Insomma, come vediamo fare qui, la mobilizzazione/manipolazione articolare seguita da esercizio specifico dosato sul paziente a logica sembra una combinazione vincente. Il tutto amalgamato dal ragionamento clinico approfondito, dalla conoscenza di cosa siano i fattori psico-sociali e le conseguenti bandiere. Senza dimenticare le differenti modalità di approccio in base alla persona, ai meccanismi di dolore presenti, alle necessità funzionali. Insomma, una ricetta perfetta di trattamento e cura che si fonda sul ragionamento specialistico.
Tra clinica, ristoranti e pub passiamo questi giorni con Jim, confrontandoci sugli approcci, confrontando la fisioterapia e la terapia manuale in America e quella insegnata in Italia, valutiamo la possibilità di future collaborazioni. Parliamo di politica, di sport, mangiamo street food e beviamo tea dopo cena. Anche nel suo caso, come già con Brian, troviamo un insegnate, un amico, una persona disposta a darci consigli e ad orientare i nostri pensieri per il futuro mentre facciamo due risate.
L’ultimo giorno come sempre rimane il momento più nostalgico.
In clinica c’è un’atmosfera molto tranquilla, cerchiamo di approfittarne per fare le ultime domande, loro approfittano per darci gli ultimi consigli.
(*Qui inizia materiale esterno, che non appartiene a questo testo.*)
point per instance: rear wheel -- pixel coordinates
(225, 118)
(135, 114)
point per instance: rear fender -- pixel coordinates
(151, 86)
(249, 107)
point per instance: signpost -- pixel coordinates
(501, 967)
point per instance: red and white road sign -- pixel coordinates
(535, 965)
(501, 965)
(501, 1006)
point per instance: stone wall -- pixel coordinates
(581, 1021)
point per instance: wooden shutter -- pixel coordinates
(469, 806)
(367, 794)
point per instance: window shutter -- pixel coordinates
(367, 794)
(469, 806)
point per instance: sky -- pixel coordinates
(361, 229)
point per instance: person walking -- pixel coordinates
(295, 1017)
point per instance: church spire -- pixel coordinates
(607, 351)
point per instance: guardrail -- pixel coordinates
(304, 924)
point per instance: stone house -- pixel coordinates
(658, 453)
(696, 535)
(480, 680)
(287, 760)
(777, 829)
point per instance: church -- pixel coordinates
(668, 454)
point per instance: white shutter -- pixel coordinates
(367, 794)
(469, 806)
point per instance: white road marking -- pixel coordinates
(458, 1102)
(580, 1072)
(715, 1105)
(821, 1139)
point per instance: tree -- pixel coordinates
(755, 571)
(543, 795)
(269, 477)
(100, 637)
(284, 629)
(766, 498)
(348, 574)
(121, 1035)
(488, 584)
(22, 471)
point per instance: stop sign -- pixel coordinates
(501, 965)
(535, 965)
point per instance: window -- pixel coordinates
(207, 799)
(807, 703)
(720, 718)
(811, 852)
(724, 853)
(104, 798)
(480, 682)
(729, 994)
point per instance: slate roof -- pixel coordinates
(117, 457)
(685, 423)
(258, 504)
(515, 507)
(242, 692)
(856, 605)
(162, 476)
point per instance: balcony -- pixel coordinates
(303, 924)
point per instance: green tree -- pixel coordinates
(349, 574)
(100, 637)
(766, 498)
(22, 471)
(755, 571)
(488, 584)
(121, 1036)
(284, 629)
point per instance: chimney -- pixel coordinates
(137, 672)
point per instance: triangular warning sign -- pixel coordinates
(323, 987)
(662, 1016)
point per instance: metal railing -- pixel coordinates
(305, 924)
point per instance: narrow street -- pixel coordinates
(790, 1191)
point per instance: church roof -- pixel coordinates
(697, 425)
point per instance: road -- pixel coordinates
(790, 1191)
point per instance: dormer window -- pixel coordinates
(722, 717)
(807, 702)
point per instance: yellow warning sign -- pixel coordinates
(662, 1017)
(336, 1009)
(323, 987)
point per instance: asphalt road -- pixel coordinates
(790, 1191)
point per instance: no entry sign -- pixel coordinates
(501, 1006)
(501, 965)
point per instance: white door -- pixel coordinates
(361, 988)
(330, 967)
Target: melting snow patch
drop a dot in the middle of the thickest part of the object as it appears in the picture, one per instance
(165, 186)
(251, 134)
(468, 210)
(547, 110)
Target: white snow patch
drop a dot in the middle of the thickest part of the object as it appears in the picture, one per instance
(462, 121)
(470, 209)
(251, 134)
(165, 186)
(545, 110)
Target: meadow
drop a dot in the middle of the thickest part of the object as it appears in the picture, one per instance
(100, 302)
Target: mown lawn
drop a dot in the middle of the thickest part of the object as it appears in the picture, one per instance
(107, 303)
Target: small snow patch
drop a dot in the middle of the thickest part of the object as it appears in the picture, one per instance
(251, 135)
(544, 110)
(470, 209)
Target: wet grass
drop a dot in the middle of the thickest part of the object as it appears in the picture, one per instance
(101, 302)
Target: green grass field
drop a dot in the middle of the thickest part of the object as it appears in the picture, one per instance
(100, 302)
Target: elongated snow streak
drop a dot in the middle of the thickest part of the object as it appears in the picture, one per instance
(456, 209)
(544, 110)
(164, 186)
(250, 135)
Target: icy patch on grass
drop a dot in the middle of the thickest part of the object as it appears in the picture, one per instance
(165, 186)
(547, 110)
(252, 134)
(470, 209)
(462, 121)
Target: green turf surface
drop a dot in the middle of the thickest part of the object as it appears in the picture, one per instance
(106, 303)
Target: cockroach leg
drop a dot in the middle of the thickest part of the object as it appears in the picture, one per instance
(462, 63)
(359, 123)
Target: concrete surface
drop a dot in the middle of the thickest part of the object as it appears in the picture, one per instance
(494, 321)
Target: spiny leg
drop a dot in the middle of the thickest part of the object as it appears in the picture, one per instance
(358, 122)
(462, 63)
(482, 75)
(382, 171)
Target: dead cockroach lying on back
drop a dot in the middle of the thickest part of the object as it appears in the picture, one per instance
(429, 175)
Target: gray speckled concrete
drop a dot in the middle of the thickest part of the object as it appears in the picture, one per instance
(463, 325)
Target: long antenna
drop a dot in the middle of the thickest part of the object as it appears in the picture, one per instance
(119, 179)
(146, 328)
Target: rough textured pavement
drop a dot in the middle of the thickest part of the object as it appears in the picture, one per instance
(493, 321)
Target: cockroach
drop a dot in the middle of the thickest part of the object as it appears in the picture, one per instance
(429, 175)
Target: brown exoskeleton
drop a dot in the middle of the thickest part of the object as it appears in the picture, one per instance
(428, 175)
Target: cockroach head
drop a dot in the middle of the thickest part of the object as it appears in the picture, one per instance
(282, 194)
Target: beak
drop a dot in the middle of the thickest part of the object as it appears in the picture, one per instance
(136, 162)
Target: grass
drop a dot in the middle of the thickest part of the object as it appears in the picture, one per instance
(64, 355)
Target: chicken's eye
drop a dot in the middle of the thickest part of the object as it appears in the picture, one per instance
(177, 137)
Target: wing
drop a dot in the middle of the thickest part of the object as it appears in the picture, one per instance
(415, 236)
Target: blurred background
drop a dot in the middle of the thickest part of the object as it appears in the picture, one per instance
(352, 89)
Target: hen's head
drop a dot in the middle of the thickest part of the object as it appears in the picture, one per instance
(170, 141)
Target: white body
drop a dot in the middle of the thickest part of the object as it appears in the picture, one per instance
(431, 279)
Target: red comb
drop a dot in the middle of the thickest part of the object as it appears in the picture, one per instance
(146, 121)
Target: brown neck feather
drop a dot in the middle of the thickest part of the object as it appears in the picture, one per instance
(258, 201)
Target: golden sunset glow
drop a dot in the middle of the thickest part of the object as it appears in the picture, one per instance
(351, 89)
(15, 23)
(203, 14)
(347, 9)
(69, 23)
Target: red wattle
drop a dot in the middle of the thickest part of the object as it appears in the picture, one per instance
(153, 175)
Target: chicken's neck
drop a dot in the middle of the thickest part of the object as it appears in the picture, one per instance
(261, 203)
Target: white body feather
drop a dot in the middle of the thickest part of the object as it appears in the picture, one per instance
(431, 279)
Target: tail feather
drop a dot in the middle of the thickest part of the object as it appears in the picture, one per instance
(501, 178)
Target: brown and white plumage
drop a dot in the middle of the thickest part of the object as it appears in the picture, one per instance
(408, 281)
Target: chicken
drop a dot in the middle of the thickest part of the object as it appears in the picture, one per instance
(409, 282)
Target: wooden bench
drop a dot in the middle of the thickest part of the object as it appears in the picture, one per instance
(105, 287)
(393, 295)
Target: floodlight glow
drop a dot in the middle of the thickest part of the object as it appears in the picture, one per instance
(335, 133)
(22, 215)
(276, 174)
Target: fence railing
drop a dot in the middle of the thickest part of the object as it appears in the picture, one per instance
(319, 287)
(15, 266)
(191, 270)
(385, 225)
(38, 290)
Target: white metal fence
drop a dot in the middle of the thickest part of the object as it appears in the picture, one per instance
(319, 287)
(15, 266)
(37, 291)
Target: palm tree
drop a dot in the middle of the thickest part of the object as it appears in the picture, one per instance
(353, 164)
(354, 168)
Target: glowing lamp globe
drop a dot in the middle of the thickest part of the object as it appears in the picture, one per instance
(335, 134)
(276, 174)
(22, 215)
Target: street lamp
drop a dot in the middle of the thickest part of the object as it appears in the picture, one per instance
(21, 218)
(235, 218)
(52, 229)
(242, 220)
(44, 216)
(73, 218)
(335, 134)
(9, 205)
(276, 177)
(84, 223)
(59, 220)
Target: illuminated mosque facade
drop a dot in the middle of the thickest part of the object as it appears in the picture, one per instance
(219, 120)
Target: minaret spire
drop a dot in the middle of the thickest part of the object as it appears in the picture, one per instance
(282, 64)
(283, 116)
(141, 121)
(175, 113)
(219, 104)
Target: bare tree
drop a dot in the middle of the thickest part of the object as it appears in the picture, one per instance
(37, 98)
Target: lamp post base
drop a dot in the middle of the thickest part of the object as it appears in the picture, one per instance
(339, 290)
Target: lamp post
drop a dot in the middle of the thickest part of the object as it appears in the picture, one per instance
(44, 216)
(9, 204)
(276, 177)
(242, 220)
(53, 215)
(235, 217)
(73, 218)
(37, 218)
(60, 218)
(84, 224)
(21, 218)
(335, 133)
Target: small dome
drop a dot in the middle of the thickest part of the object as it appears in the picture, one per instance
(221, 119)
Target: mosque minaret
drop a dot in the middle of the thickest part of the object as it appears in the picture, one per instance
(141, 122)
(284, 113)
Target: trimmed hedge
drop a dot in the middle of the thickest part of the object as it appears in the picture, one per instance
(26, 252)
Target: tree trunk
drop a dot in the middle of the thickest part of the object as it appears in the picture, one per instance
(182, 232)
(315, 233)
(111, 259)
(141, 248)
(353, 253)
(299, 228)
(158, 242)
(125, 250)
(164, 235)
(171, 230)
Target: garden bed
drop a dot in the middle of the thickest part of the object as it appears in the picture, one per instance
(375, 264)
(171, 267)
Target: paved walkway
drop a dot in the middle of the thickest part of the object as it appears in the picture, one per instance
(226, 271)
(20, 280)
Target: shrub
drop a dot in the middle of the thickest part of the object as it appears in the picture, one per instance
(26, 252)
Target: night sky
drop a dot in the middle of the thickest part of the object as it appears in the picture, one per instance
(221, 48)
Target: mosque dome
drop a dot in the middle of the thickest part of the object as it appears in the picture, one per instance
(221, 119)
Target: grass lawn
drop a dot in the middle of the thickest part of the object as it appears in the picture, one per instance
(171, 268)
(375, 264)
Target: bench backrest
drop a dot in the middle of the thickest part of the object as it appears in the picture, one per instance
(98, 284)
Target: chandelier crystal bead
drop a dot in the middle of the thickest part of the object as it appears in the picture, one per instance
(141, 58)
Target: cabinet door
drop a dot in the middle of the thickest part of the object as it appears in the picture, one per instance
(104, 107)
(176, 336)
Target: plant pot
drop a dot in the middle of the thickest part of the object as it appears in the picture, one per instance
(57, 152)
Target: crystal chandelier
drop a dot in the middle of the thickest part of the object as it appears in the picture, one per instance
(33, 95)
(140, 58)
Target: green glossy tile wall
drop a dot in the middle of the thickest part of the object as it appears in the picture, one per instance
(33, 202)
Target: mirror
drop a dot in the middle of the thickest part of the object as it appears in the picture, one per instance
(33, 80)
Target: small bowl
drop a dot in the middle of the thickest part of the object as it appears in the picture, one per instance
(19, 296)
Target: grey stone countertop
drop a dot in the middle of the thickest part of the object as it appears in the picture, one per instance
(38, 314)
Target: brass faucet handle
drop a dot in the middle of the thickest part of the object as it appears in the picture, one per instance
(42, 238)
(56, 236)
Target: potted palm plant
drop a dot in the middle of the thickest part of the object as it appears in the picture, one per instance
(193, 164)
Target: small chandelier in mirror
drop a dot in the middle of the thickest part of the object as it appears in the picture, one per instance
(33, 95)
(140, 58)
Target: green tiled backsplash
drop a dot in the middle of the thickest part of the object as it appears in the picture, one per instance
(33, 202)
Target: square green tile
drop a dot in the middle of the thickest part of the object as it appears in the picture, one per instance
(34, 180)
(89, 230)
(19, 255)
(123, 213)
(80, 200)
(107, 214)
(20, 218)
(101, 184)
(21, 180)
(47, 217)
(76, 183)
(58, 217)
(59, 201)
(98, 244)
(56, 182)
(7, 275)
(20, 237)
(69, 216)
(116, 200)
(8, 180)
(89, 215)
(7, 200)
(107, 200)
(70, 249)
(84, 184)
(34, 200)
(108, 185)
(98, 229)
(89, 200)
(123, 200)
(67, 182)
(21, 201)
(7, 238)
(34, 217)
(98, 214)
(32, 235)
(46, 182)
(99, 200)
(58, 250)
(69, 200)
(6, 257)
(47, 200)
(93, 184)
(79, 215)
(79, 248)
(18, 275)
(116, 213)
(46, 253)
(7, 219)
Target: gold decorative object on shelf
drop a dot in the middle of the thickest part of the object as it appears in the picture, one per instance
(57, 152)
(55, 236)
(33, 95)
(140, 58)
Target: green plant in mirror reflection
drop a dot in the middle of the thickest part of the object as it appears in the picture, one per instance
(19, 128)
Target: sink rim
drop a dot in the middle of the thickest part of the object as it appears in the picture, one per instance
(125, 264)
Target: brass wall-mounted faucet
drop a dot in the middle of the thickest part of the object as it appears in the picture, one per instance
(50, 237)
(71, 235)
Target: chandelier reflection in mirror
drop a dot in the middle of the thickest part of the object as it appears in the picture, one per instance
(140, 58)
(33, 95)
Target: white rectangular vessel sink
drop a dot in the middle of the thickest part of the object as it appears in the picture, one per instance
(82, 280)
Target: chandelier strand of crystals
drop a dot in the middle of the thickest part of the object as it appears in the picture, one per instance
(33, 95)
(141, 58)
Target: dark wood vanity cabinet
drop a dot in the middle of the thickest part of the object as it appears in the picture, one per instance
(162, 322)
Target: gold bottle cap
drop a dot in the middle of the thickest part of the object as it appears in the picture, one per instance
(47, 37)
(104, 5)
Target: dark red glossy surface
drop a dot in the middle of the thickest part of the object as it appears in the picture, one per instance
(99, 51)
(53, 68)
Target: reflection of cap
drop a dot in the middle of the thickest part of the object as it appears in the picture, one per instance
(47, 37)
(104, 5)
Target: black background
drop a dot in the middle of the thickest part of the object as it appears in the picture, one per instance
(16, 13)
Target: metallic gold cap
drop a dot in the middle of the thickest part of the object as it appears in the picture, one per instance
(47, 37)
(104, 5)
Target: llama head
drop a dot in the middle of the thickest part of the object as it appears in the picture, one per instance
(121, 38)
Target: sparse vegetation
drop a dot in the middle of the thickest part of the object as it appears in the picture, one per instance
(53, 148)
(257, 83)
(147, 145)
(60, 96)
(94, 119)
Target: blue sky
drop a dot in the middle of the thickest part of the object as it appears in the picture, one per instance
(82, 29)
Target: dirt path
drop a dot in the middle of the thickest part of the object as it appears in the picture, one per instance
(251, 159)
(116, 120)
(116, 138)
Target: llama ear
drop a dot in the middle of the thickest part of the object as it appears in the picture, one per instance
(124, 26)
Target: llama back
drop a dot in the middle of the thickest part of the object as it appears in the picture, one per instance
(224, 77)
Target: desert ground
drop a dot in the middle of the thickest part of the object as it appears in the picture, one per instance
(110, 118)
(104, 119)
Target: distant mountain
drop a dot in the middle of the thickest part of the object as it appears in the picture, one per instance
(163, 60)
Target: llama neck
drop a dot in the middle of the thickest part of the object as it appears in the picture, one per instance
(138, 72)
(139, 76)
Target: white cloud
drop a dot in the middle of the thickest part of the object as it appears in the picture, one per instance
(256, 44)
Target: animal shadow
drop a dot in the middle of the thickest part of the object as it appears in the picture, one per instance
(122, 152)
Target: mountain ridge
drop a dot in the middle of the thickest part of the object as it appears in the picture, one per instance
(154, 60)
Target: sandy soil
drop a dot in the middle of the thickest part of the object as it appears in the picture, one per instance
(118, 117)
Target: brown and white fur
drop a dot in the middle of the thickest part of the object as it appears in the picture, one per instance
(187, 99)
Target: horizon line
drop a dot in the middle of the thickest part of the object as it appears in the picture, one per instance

Il pomeriggio passa Brian per fare una review approfondita sulle manipolazioni periferiche, inaspettatamente arrivano anche altri colleghi delle MTI Physical Therapy che ne approfittano per condividere con noi l’approfondimento.
Alle 18 concludiamo, è finita questa nostra esperienza.
Rimane solo il tempo di una fantastica cena con Brian, Jim, la moglie di Jim e la suocera; insomma, come si suol dire una cena in famiglia, a base di risate, confronti, consigli, pareri. Al termine della cena ci diamo appuntamento per l’indomani mattina, sabato 25 marzo, per colazione; poi ci accompagnano in aeroporto, ci salutiamo e iniziamo il ritorno verso casa.
E’ quindi il momento di tirare un po’ le somme di questa nostra esperienza.
Torniamo a casa con un bagaglio molto più pesante di quello con cui siamo partiti. In queste due settimane abbiamo avuto conferme ma abbiamo anche avuto la possibilità di imparare, di perfezionarci, di approfondire tutto ciò che, in fin dei conti, diventa la nostra clinica quotidiana. Abbiamo trovato due nuovi Amici, persone che fino a due settimane fa erano solo nostri insegnanti. Abbiamo capito che può esserci un modo diverso di affrontare la riabilitazione, molto più completo e mirato rispetto alle modalità a cui siamo abituati in Italia. Abbiamo visto un sistema in cui i “concorrenti” (i diversi gruppi di formazione) collaborano all’interno di un’Accademia Nazionale e ciò ha permesso, a livello sociale, l’affermazione di un riconoscimento professionale e specialistico molto importante.
Insomma, stiamo parlando di una realtà molto diversa, rispetto a quella Italiana, dalla quale potremmo (e dovremmo) prendere spunto per un miglioramento generale del mondo riabilitativo, sia dal punto di vista dei pazienti sia da quello dei professionisti. Basterebbe solo iniziare a studiare anzichè dispensare “pillole”, confrontarsi con gli specialisti anzichè scontrarsi sui social, specializzarsi con formazioni certificate (purtroppo costose) anzichè “risparmiare” (leggi “buttare via i soldi”) con corsi nei quali non è presente un minimo di razionale scientifico; perchè, alla fine, la nostra rimane una professione scientifica e tale dovrebbe essere il nostro approccio alla cura della persona.